By Donna Westfall – June 16, 2023
It seems that I get a jury summons almost every year, but when I’ve specifically asked to be on the Grand Jury, I’ve been snubbed.
WHAT IS THE PURPOSE OF THE GRAND JURY?
There are three functions of the Grand Jury, Penal Code requires the Grand Jury to:
- Inquire into the condition and management of jails with the County.
- Investigate and report on the operations, accounts and records of county officers, departments, and functions.
- Inquire into the willful or corrupt misconduct in office of public officers.
WHAT’S THE DIFFERENCE BETWEEN A CIVIL AND CRIMINAL GRAND JURY?
Civil: Every year, in each of California’s 58 counties, a group of ordinary citizens takes an oath to serve as grand jurors. Its function is to investigate the operations of the various officers, departments and agencies of local government.
Criminal: A criminal jury uses trial evidence to make a determination of innocence or guilt.
Grand Jury proceedings are not open to the public. Plus they are secret. The only people present in the room during a grand jury proceeding are the jurors themselves, a prosecutor, and a court reporter, who is sworn to secrecy. There are no judges, clerks, or other court personnel present.
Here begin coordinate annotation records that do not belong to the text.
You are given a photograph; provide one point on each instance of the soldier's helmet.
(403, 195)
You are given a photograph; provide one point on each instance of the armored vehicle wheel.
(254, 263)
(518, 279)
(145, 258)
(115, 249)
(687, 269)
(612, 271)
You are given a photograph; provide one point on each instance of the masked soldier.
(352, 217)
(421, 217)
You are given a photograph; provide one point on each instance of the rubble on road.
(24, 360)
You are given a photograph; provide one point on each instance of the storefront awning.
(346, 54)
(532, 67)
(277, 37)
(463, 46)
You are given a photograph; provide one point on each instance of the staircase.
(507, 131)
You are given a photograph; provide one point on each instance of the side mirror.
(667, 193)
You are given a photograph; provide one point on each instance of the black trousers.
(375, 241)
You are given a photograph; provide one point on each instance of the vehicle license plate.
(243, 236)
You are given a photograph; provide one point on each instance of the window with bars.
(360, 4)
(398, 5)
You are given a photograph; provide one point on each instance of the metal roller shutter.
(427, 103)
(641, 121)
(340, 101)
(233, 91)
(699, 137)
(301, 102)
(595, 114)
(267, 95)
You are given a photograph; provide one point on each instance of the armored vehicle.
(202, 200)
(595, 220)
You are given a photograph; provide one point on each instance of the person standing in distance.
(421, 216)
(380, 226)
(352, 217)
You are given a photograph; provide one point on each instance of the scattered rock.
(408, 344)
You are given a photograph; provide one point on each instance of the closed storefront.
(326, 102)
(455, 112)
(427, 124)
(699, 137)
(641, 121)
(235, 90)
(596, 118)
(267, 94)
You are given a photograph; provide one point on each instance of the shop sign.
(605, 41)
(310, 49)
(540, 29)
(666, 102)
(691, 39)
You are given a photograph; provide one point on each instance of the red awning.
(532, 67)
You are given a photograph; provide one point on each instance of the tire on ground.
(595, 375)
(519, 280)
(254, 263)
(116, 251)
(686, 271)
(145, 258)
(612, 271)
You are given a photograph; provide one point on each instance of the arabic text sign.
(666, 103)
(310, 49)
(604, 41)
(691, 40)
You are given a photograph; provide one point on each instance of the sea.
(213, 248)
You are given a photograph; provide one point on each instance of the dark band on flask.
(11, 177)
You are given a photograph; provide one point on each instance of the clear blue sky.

Another reason they meet in secrecy: The protection of whistleblowers is one of the primary reasons for the confidential nature of the grand jury’s work. Grand juries may charge public officials of “willful or corrupt misconduct in office.” The accusation is tried as if it were an indictment, and may not be dismissed for political or extra-legal motives.
However, I have personally found, and in my opinion, that the protection of whistleblowers in this County does not happen. Too many things are political, and depending upon the grand jurors, the presiding judge and the powers that be, “willful or corrupt misconduct in office” takes places routinely. Oftentimes, just a few grand jurors will lead the pack. The rest attend as performing their duty, but take little interest.
WHO WILL BE PICKED THIS YEAR?
There’s a discrepancy. It was ordered that the panel to be picked from consist of not less than 50 (42) names.
I called the courthouse and asked to be on the Grand Jury and was told by Judy Reynolds, Judicial Assistant for Judge McElfresh, that names had already been selected, but I could go on the list as an alternate. I said by all means, put me on as an alternate. She told me I didn’t have to fill out any paperwork.